Basics

A brain-computer interface (BCI) is a device that enables communication without movement [1]. People can communicate via thought alone. Since BCIs do not require movement, they may be the only communication system possible for severely disabled users who cannot speak or use keyboards, mice, or other interfaces. 

Most BCI research focuses on helping severely disabled users send messages or commands. However, this is beginning to change. Some companies have begun offering BCI-based games for healthy users, and other groups are developing or discussing BCIs for new purposes and for new users.

There are often a lot of misunderstandings about what BCIs can and cannot do. BCIs do not write to the brain. BCIs do not alter perception or implant thoughts or images. BCIs cannot work from a distance, or without your knowledge. To use a BCI, you must have a sensor of some kind on your head, and you must voluntarily choose to perform certain mental tasks to accomplish goals.

In the most commonly adopted definition, any BCI must meet four criteria [2]. First, the device must rely on direct measures of brain activity. Second, the device must provide feedback to the user. Third, the device must operate online. Fourth, the device must rely on intentional control. That is, the users must choose to perform a mental task, with the goal of sending a message or command, each time they want to use the BCI.

A more recent definition describes a BCI as follows [3]: A BCI is a system that measures central nervous system (CNS) activity and converts it into artificial output that replaces, restores, enhances, supplements, or improves natural CNS output and thereby changes the ongoing interactions between the CNS and its external or internal environment.

This definition includes BCIs that do not require intentional control, which are sometimes referred to as passive BCIs [4]. A BNCI (brain/neuronal computer interaction) system extends a BCI by including other physiological measures such as muscle or eye movement signals. However, such systems are now more commonly referred to as hybrid BCIs or multimodal BCIs.

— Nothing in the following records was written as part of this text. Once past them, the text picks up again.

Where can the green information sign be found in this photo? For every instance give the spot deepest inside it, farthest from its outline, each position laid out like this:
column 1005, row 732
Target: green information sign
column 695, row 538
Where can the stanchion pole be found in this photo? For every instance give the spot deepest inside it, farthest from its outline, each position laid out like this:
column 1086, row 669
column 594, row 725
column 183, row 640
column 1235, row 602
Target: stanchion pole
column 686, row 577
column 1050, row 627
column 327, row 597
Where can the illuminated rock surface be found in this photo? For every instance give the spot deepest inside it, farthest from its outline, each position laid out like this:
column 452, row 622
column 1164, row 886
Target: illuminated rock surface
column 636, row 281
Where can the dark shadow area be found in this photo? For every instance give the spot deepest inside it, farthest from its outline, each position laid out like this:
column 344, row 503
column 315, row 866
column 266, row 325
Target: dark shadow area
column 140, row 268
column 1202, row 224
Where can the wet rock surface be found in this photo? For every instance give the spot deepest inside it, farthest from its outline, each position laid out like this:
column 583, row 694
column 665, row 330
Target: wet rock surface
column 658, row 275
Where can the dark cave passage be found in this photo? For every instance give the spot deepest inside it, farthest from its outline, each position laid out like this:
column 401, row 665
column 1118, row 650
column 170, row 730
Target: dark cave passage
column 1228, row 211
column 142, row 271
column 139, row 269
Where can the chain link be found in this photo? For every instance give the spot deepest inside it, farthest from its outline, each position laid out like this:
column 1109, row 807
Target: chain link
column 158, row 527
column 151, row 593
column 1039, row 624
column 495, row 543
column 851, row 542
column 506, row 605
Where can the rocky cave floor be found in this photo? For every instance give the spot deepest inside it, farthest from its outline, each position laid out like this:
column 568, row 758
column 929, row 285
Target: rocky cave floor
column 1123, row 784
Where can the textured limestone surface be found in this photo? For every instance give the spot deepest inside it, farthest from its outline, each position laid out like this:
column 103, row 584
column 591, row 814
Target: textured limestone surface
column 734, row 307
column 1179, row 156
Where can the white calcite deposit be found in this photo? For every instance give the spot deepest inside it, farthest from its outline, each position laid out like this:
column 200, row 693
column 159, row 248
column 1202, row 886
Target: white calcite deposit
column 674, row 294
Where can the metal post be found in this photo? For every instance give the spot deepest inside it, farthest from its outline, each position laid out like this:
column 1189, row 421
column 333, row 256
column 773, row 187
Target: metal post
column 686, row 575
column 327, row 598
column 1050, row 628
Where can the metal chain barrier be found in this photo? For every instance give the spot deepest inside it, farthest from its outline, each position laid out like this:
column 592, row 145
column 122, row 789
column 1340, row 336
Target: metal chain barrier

In more detail, BCIs can be used in the following six scenarios (see the Figure above, adapted from [3]):

  • BCIs can replace natural CNS output that has been lost as a result of injury or disease. Examples include communication (through a spelling system and voice synthesis) and motorized wheelchair control.
  • BCIs can restore lost natural CNS output. Examples include functional electrical stimulation of muscles in a paralyzed person and stimulation of peripheral nerves to restore bladder function.
  • BCIs can enhance natural CNS output. Examples include monitoring brain activity during prolonged demanding tasks such as driving a car and detecting lapses of attention, which alerts the person and restores attention.
  • BCIs can supplement natural CNS output. Examples include providing a third (robotic) arm to a person and providing a selection function for people using a joystick.
  • BCIs can improve natural CNS output. Examples include using a BCI in stroke rehabilitation that detects and enhances signals from a damaged cortical area and stimulate arm muscles or an orthosis to improve arm movements.
  • BCIs can be used as a research tool to investigate CNS functions in clinical and non-clinical research studies.

Our bibliography contains many review articles which provide newcomers with a detailed overview of the BCI research field.

References

[1] Wolpaw JR, Birbaumer N, McFarland DJ, Pfurtscheller G, Vaughan TM. Brain-computer interfaces for communication and control. Clin Neurophysiol, 113(6):767-791, 2002.

[2] Pfurtscheller G, Allison BZ, Brunner C, Bauernfeind G, Solis-Escalante T, Scherer R, Zander TO, Müller-Putz G, Neuper C, Birbaumer N. The hybrid BCI. Front Neurosci, 4:30, 2010.

[3] Wolpaw JR, Winter Wolpaw E. Brain-computer interfaces: something new under the sun. In: Wolpaw JR, Winter Wolpaw E. Brain-computer interfaces: principles and practice, pp. 3-12, Oxford University Press, New York, 2012.

[4] Zander TO, Kothe C. Towards passive brain-computer interfaces: applying brain-computer interface technology to human-machine systems in general. J Neural Eng, 8:025005, 2011.